In 1873 Brighton Museum moved to its present site, along with the town’s public library. Although it occupies land that was formerly used as part of George IV’s stable complex, the building was built especially for the museum — indeed, it was one of the first purpose built museums in England.

In 1873 Brighton Museum moved to its present site, along with the town’s public library. Although it occupies land that was formerly used as part of George IV’s stable complex, the building was built especially for the museum — indeed, it was one of the first purpose built museums in England.

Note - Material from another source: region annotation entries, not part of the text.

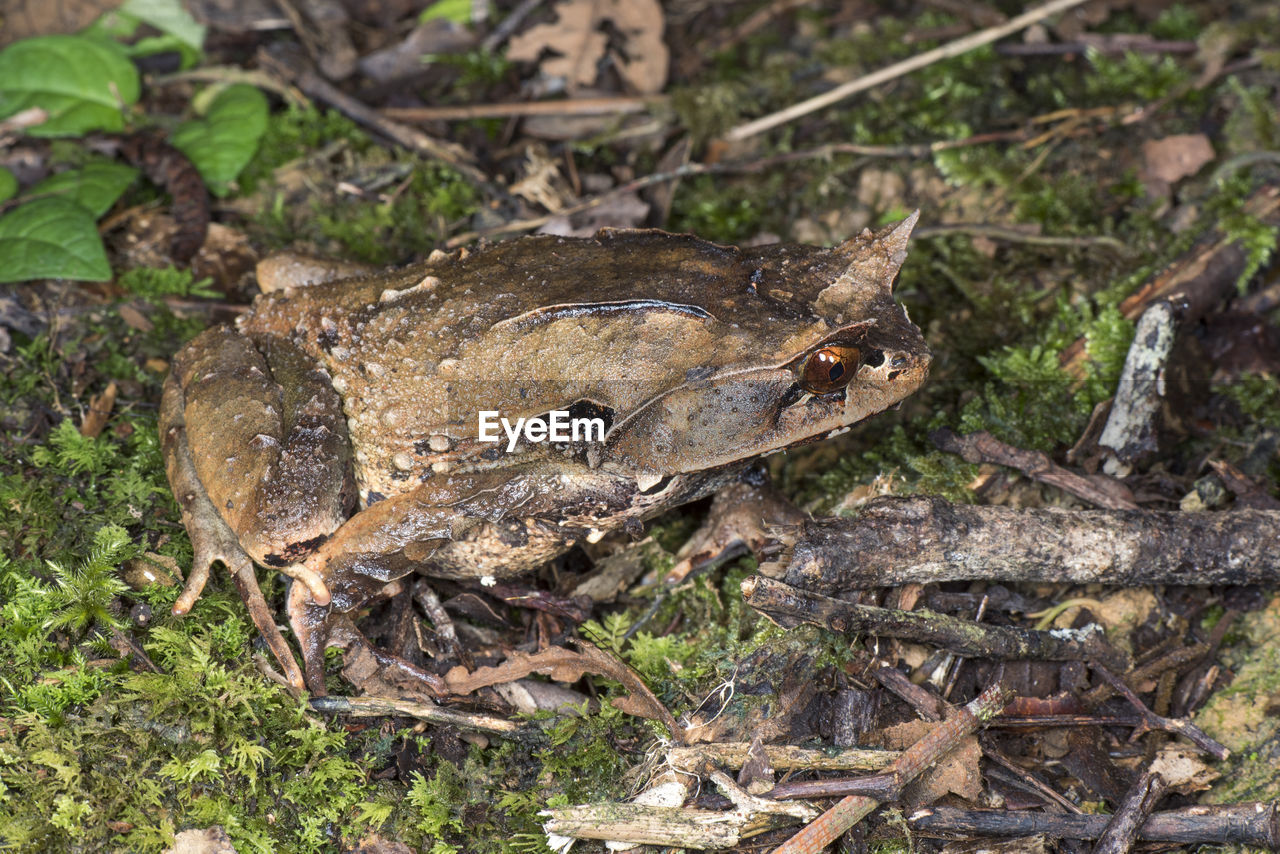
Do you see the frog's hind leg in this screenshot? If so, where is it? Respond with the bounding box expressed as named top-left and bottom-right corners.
top-left (161, 328), bottom-right (355, 607)
top-left (288, 581), bottom-right (449, 698)
top-left (160, 374), bottom-right (305, 689)
top-left (232, 563), bottom-right (306, 690)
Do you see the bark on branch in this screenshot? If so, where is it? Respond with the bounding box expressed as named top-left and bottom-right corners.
top-left (760, 498), bottom-right (1280, 593)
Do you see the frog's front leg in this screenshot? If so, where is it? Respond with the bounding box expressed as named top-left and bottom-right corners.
top-left (160, 328), bottom-right (355, 686)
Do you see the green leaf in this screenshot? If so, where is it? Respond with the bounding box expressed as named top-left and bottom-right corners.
top-left (0, 198), bottom-right (111, 282)
top-left (0, 166), bottom-right (18, 201)
top-left (28, 160), bottom-right (138, 219)
top-left (170, 83), bottom-right (268, 196)
top-left (0, 36), bottom-right (140, 137)
top-left (119, 0), bottom-right (205, 50)
top-left (417, 0), bottom-right (471, 24)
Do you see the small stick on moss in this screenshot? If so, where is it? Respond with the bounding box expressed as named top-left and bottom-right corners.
top-left (1080, 640), bottom-right (1221, 708)
top-left (311, 697), bottom-right (535, 739)
top-left (379, 95), bottom-right (669, 122)
top-left (1093, 662), bottom-right (1231, 762)
top-left (929, 428), bottom-right (1138, 510)
top-left (741, 575), bottom-right (1128, 670)
top-left (260, 51), bottom-right (506, 198)
top-left (906, 802), bottom-right (1280, 851)
top-left (1093, 769), bottom-right (1169, 854)
top-left (724, 0), bottom-right (1084, 142)
top-left (773, 682), bottom-right (1009, 854)
top-left (760, 497), bottom-right (1280, 593)
top-left (868, 657), bottom-right (950, 721)
top-left (667, 741), bottom-right (901, 773)
top-left (1098, 300), bottom-right (1176, 478)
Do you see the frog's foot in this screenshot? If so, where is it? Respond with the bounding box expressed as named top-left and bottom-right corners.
top-left (664, 481), bottom-right (805, 584)
top-left (232, 563), bottom-right (306, 690)
top-left (288, 581), bottom-right (449, 698)
top-left (279, 562), bottom-right (332, 606)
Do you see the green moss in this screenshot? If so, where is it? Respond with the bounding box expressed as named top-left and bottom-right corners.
top-left (115, 266), bottom-right (218, 300)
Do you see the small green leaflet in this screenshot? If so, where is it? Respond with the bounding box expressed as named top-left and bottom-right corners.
top-left (0, 166), bottom-right (18, 201)
top-left (27, 160), bottom-right (138, 219)
top-left (119, 0), bottom-right (205, 50)
top-left (169, 83), bottom-right (268, 196)
top-left (417, 0), bottom-right (471, 24)
top-left (0, 197), bottom-right (111, 282)
top-left (0, 36), bottom-right (140, 137)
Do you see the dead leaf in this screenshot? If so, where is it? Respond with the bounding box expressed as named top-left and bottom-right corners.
top-left (115, 302), bottom-right (156, 332)
top-left (538, 193), bottom-right (649, 237)
top-left (444, 640), bottom-right (681, 737)
top-left (507, 0), bottom-right (669, 95)
top-left (81, 380), bottom-right (116, 439)
top-left (0, 0), bottom-right (123, 47)
top-left (122, 552), bottom-right (182, 590)
top-left (344, 834), bottom-right (413, 854)
top-left (1142, 133), bottom-right (1215, 186)
top-left (120, 133), bottom-right (210, 265)
top-left (164, 825), bottom-right (236, 854)
top-left (1151, 744), bottom-right (1222, 795)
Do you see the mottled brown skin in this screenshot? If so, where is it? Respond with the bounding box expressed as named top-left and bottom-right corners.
top-left (161, 216), bottom-right (929, 691)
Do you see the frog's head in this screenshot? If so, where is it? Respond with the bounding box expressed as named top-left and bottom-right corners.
top-left (598, 213), bottom-right (931, 489)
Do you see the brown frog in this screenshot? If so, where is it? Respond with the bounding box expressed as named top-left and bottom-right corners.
top-left (160, 215), bottom-right (929, 694)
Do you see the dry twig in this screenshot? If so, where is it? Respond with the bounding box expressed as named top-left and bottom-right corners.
top-left (773, 682), bottom-right (1009, 854)
top-left (742, 575), bottom-right (1124, 667)
top-left (724, 0), bottom-right (1084, 142)
top-left (908, 802), bottom-right (1280, 851)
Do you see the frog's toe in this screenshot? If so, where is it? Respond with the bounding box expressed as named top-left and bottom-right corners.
top-left (664, 483), bottom-right (805, 584)
top-left (232, 563), bottom-right (306, 690)
top-left (280, 563), bottom-right (333, 607)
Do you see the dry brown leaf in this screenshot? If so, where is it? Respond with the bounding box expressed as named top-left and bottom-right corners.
top-left (507, 0), bottom-right (669, 95)
top-left (81, 380), bottom-right (116, 439)
top-left (1142, 133), bottom-right (1213, 184)
top-left (165, 825), bottom-right (236, 854)
top-left (0, 0), bottom-right (123, 46)
top-left (878, 721), bottom-right (982, 804)
top-left (444, 640), bottom-right (680, 737)
top-left (1149, 744), bottom-right (1222, 794)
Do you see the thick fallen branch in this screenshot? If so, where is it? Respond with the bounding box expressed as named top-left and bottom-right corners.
top-left (538, 772), bottom-right (817, 850)
top-left (1093, 768), bottom-right (1169, 854)
top-left (760, 498), bottom-right (1280, 593)
top-left (1059, 183), bottom-right (1280, 380)
top-left (742, 575), bottom-right (1128, 670)
top-left (310, 697), bottom-right (538, 739)
top-left (908, 802), bottom-right (1280, 850)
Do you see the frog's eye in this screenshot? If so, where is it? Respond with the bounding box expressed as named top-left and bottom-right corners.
top-left (800, 344), bottom-right (861, 394)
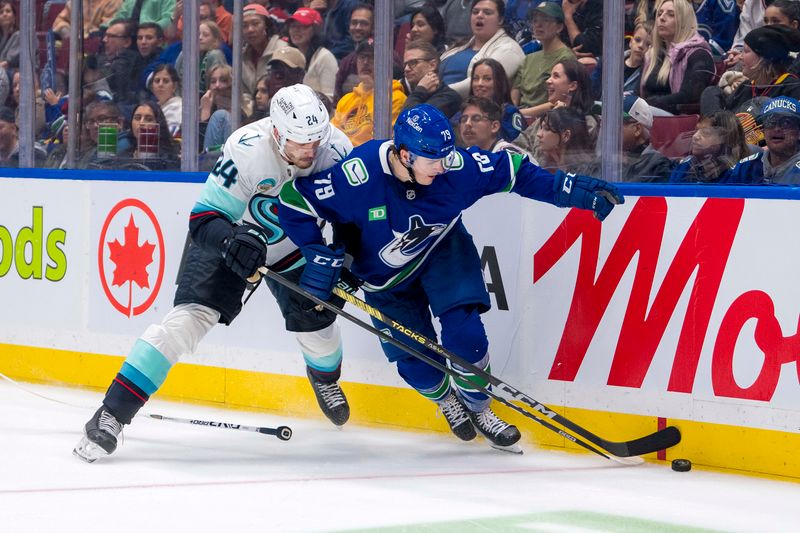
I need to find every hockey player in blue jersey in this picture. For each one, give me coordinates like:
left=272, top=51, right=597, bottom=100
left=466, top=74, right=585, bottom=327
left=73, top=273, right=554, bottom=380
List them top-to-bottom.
left=279, top=104, right=623, bottom=447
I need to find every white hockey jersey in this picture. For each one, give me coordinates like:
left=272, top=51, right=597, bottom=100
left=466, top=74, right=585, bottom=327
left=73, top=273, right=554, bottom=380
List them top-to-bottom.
left=192, top=117, right=353, bottom=271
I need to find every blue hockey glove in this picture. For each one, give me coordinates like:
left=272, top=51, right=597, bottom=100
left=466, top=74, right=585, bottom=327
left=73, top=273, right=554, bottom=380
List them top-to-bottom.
left=555, top=172, right=625, bottom=221
left=222, top=224, right=267, bottom=280
left=300, top=244, right=344, bottom=300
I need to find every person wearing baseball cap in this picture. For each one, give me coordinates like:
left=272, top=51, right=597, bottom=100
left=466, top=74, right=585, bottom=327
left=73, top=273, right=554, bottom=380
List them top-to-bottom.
left=511, top=2, right=575, bottom=118
left=240, top=4, right=289, bottom=100
left=286, top=7, right=339, bottom=100
left=700, top=24, right=800, bottom=115
left=622, top=94, right=674, bottom=182
left=728, top=96, right=800, bottom=185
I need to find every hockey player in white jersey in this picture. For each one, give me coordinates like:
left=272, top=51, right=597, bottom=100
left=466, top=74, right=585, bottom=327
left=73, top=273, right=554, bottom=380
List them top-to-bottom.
left=73, top=84, right=352, bottom=462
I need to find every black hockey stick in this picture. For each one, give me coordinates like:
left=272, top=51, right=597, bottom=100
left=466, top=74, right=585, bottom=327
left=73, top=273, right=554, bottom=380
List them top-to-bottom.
left=259, top=267, right=681, bottom=459
left=146, top=414, right=292, bottom=440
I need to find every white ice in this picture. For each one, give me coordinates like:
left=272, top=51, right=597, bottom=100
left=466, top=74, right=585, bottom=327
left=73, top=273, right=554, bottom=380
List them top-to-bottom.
left=0, top=381, right=800, bottom=533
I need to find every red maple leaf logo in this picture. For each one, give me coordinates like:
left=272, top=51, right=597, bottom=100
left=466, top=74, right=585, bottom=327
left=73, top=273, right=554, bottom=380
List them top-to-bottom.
left=108, top=215, right=155, bottom=315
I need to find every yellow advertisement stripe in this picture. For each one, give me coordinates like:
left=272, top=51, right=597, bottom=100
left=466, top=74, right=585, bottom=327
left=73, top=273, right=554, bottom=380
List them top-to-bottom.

One of its founders was Henry Willett, who lent – and later donated – his collection of Popular Pottery to the museum, where it can still be seen. Willett had made his fortune in brewing, and was not only an avid collector, but a passionate supporter of museums. Willett’s example of generosity and participation has been followed with donations and legacies from many local residents over the years.

A key figure in the museum’s development was Henry Roberts, director of both Brighton’s museum and library. Under his leadership, Brighton Museum developed an international outlook, and curated exhibitions of art from many countries across Europe. His greatest success was a 1910 exhibition of French Art that featured works by Monet, Cezanne, Degas, Matisse, Gaugin and other leading artists.

 

Royal Pavilion Brighton

The Royal Pavilion is an exotic palace in the centre of Brighton with a colourful history. Built as a seaside pleasure palace for King George IV, this historic house mixes Regency grandeur with the visual style of India and China.

The Royal Pavilion has a colourful history stretching back over 200 years. Built as the seaside pleasure palace for King George IV, it has also served as a civic building, First World War hospital, and has become a true icon of Brighton.